Après les analyses des programmes de Olivier Bianchi, Julien Bony, Marianne Maximi et de la liste RN menée par Antoine Darbois, Vigilance Citoyenne Clermont Métropole examine aujourd’hui le programme du mouvement citoyen Le Réveil Clermontois.
Ce document présente 100 mesures, structurées autour de la démocratie locale, de la sécurité, de l’économie, de la mobilité et du cadre de vie.
Un programme dense, porté par une logique citoyenne et participative. Mais comme pour tous les autres candidats, la question centrale reste : quelle faisabilité réelle pour Clermont-Ferrand ?
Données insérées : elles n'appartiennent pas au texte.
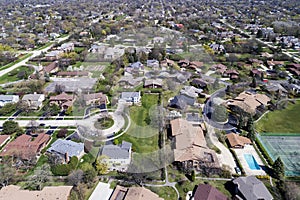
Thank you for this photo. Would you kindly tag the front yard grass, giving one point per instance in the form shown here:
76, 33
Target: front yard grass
167, 193
14, 74
281, 121
185, 186
144, 137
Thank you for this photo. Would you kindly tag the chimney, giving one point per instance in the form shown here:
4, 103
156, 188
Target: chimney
67, 157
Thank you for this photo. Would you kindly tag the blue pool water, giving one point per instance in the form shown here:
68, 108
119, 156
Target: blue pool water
251, 162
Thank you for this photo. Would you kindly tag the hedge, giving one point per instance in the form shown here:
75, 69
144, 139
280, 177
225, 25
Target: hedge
264, 152
238, 162
65, 169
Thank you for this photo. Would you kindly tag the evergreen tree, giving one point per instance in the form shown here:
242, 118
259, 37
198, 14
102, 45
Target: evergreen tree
278, 169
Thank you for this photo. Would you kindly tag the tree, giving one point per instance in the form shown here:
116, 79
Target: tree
10, 127
75, 177
101, 167
41, 176
193, 176
220, 113
62, 133
278, 169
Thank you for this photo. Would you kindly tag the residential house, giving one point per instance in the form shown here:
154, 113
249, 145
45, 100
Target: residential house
34, 101
256, 73
75, 84
131, 97
102, 191
136, 68
51, 68
273, 63
25, 147
63, 100
250, 188
53, 55
117, 157
191, 91
4, 139
208, 192
5, 99
232, 74
219, 68
199, 83
182, 101
66, 149
96, 99
133, 193
190, 148
153, 83
237, 141
67, 47
129, 81
218, 48
249, 102
72, 73
153, 64
13, 192
195, 65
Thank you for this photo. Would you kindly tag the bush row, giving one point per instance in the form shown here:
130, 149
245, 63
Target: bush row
238, 162
65, 169
264, 152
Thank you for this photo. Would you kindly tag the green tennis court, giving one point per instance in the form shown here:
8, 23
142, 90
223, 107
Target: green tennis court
287, 147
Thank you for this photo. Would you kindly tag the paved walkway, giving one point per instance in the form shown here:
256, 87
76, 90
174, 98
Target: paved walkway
225, 158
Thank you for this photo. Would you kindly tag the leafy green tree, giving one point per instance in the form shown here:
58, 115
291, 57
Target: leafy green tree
278, 169
100, 166
10, 127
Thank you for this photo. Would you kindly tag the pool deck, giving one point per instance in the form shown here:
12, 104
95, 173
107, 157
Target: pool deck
249, 149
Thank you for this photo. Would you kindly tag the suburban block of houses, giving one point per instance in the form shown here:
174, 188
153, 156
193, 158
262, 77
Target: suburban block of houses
34, 101
25, 147
190, 146
66, 149
5, 99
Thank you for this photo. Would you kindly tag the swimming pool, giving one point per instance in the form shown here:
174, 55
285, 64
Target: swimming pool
251, 162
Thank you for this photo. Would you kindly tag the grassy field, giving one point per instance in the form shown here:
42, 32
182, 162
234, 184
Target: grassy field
281, 121
167, 193
16, 61
185, 186
13, 75
143, 137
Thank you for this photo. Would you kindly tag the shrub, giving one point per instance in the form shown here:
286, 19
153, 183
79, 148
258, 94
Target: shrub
264, 152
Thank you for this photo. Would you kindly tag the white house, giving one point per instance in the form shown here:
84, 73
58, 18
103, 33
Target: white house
34, 101
117, 157
131, 97
5, 99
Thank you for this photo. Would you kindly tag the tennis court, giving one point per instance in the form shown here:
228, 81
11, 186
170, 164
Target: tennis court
285, 146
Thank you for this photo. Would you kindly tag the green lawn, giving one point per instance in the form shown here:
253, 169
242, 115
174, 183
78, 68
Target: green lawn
144, 137
281, 121
16, 61
15, 76
167, 193
185, 186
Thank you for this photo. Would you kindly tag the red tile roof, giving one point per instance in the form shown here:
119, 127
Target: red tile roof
25, 146
208, 192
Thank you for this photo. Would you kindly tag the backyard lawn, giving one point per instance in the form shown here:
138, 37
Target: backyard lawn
144, 137
17, 74
185, 186
281, 121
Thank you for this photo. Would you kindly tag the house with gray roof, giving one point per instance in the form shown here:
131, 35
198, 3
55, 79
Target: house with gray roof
5, 99
250, 188
34, 101
117, 157
131, 97
67, 149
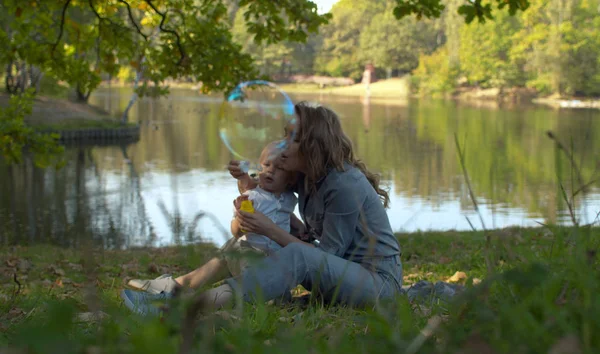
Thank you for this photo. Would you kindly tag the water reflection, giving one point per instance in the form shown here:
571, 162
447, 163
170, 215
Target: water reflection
152, 192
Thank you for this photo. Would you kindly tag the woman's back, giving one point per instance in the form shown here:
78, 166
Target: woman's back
357, 226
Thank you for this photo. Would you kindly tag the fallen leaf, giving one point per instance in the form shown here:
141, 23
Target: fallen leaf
569, 344
15, 312
23, 265
457, 277
56, 271
476, 344
444, 260
91, 316
75, 266
153, 268
227, 316
93, 350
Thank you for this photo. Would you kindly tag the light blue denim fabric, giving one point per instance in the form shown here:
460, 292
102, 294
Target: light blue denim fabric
335, 279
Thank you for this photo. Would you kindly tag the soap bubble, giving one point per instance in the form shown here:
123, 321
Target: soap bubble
254, 114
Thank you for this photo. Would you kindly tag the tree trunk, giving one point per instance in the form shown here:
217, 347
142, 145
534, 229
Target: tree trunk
82, 96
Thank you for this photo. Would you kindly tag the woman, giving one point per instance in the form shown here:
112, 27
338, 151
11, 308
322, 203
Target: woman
357, 259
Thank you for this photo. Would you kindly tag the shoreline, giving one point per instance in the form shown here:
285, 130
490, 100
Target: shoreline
396, 91
74, 121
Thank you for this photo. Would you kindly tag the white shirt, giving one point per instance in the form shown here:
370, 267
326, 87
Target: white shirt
278, 209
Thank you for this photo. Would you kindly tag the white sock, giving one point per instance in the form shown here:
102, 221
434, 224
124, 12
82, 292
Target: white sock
219, 296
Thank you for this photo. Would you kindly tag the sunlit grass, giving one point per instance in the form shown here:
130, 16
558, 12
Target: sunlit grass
541, 285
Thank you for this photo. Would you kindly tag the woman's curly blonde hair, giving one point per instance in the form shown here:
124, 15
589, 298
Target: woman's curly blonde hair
324, 145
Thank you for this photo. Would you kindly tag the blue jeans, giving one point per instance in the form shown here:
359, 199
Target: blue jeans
336, 279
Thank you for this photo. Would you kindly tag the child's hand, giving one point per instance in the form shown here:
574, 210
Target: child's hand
237, 202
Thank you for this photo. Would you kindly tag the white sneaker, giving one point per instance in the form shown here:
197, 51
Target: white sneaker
163, 284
1. Une forte dimension citoyenne
Le programme insiste sur :
- conventions citoyennes
- forums spécialisés
- comités d’arrondissement
- référendums d’initiative partagée
L’objectif est clair : reconstruire la confiance démocratique.
C’est un point positif dans une ville où les habitants dénoncent depuis longtemps le manque de concertation sur Inspire, l’urbanisme ou les grands travaux.
Mais la participation ne remplace pas la décision.
Une municipalité doit arbitrer, budgéter, planifier.
2. Sécurité : approche organisationnelle
Le programme propose :
- brigades spécialisées (anti-incivilités, scolaire, commerçants, environnement…)
- CSU renforcé
- montée progressive des effectifs (30 recrutements puis 10 par an)
L’approche est intéressante car structurée.
Mais plusieurs questions :
- coût total des recrutements
- coordination avec Police nationale
- formation et équipement
Sans chiffrage précis, l’efficacité reste hypothétique.
3. Économie : des idées utiles mais complexes
Exemples :
- forum économique métropolitain
- conciergerie économique
- commande publique locale
- label « acheter en ville »
Ces idées existent déjà dans d’autres collectivités.
Mais Clermont connaît un problème structurel de commerces vacants et de circulation difficile.
Sans réforme globale de la mobilité et de l’urbanisme, ces mesures auront un impact limité.
4. Mobilité : un angle prudent
Le programme propose :
- convention citoyenne sur les mobilités
- amélioration T2C
- transports nocturnes
- réduction du temps de recherche de stationnement
C’est plus prudent que les autres programmes.
Mais Clermont est déjà en pleine transformation avec Inspire.
Le programme ne tranche pas clairement sur :
- coût du projet
- axes fermés
- impact commerce
Il évite le cœur du débat.
5. Urbanisme et environnement : cohérence globale
On trouve :
- végétalisation massive
- îlots de fraîcheur
- priorité rénovation plutôt que démolition
- renaturation des parkings
Ces idées répondent à des critiques anciennes sur la destruction du patrimoine et la bétonisation.
Mais la question reste : quel financement ? quelles priorités ?
Planter 10 000 arbres coûte moins cher que rénover un quartier. Les arbitrages doivent être clairs.
6. Gouvernance : volonté de simplification
Le programme propose :
- dissolution du SMTC
- clarification métropole / ville
- open data
- audit RH
Ces mesures répondent à un vrai problème de complexité administrative.
Mais certaines décisions relèvent de la Métropole ou de l’État.
Une municipalité seule ne peut pas tout réformer.
7. Comparaison avec la réalité clermontoise
Depuis des années, Clermont-Ferrand connaît :
- critiques sur Inspire
- gaspillage d’études publiques (Notre dame du Port ou Marché Saint Pierre pour exemple)
- inquiétude sur la sécurité
- déclin du commerce centre-ville
Le programme du Réveil Clermontois part d’un diagnostic citoyen mais reste prudent sur les choix difficiles.
Contrairement à certains programmes plus idéologiques ou plus sécuritaires, il évite les ruptures nettes.
Mais sans décisions fortes, les problèmes structurels resteront.
Conclusion
Le programme du Réveil Clermontois apporte une vision citoyenne et participative intéressante. Il met en avant la démocratie locale, la concertation et des solutions pragmatiques.
Mais comme pour tous les programmes municipaux analysés à Clermont-Ferrand, les mêmes limites apparaissent :
- absence de chiffrage global
- absence d’arbitrages budgétaires
- faisabilité juridique parfois incertaine
À ce stade, il s’agit d’un programme cohérent dans ses intentions, mais encore insuffisant dans sa traduction opérationnelle.
Pour Clermont-Ferrand, la campagne municipale doit dépasser les catalogues de mesures et présenter enfin des projets chiffrés, hiérarchisés et réalisables.